Les commentaires qui ne faisaient pas partie de mes notes d’origine — comme cet avant-propos — sont signalés par un changement de couleur du texte.

N’hésitez pas à laisser vos observations, à me contredire, ou à compléter mes remarques. La Typographie est un plaisir, mais aussi une conversation qui se poursuit dans le temps, poursuivons-la ensemble.

JT – Là, je ne vais pas me gêner !

[JM — les commentaires additionnels — toujours précédés de ‘JT’ — apparaissent là où Jeremy Tankard a porté ses annotations et corrections à ce document. C’est l’interactivité à fond aujourd’hui !]

Un contexte pour Arjowiggins Inui

présentation ‘Inuit’ - avec la permission d’Arjowiggins

-:: inuit paper – utilisé avec la permission d’Arjowiggins ::-

Inuit c’est deux choses à la fois. C’est une fonte électronique disponible gratuitement auprès d’Arjowiggins. C’est aussi une nouvelle gamme de papier de cette même maison. Arjowiggins a commandé la fonte auprès du concepteur de typographie anglais, Jeremy Tankard. Mon rôle est de présenter cette fonte, et de la placer dans un contexte, historique et culturel.

Donc, je ne vais pas me contenter de parler uniquement de la fonte Inuit.
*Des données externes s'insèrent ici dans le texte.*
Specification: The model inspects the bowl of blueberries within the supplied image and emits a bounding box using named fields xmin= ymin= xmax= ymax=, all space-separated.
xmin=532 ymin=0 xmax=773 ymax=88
Je chercherai à situer le travail de Jeremy, tout d’abord dans le contexte de sa démarche personnelle ; ensuite je chercherai à situer la fonte dans les courants actuels de la typographie, en l’attachant à un courant particulier ; finalement, j’espère vous démontrer que Jeremy travaille dans une tradition fondamentalement anglaise de la typographie. En cours de chemin, nous allons étudier la police Inuit, et partager ensemble — j’espère — le plaisir que j’ai eu à la découvrir.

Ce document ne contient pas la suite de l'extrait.